Radiopharmaceutical therapy (RPT) is a rapidly growing cancer treatment modality that delivers radiation directly to tumor cells using radioactive drugs. While historically used in a palliative setting, the field has evolved dramatically, especially with the introduction of alpha-emitting agents and targeted radioligand therapies. This article provides a detailed medical overview of the history, types, and adverse effects of RPT, with a special focus on real-world pharmacovigilance data.
We explore the most common short- and long-term side effects and their management, recent safety signals and warnings from regulatory authorities, and practical applications of PV systems in this high-risk field. The analysis is based on global FAERS data, recent case reports, and regulatory guidance from the FDA, EMA, and other agencies.

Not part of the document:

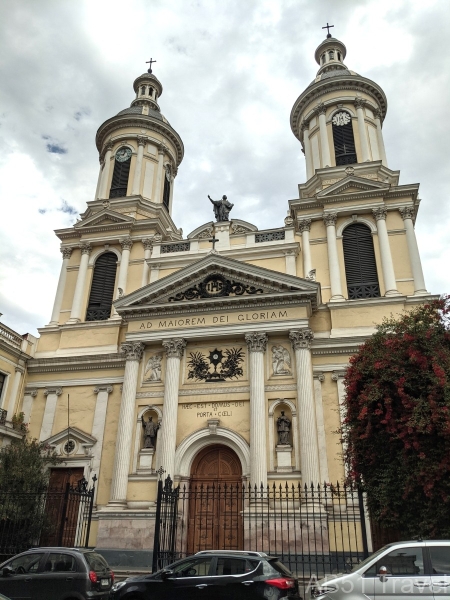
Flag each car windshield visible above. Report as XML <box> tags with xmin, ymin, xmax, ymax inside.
<box><xmin>84</xmin><ymin>552</ymin><xmax>109</xmax><ymax>571</ymax></box>
<box><xmin>350</xmin><ymin>547</ymin><xmax>392</xmax><ymax>573</ymax></box>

1. Introduction: The Evolution of Radiopharmaceutical Therapy
Radiopharmaceutical therapy (RPT) involves the systemic administration of radioactive drugs that target and destroy cancer cells. The concept dates back to the 1940s when Saul Hertz and others first used 130I and 131I to treat patients with hyperthyroidism and later thyroid cancer. Radioactive iodine became the first FDA-approved radiopharmaceutical in 1951. Its success brought public recognition to nuclear medicine and helped establish it as a standalone specialty by the early 1970s.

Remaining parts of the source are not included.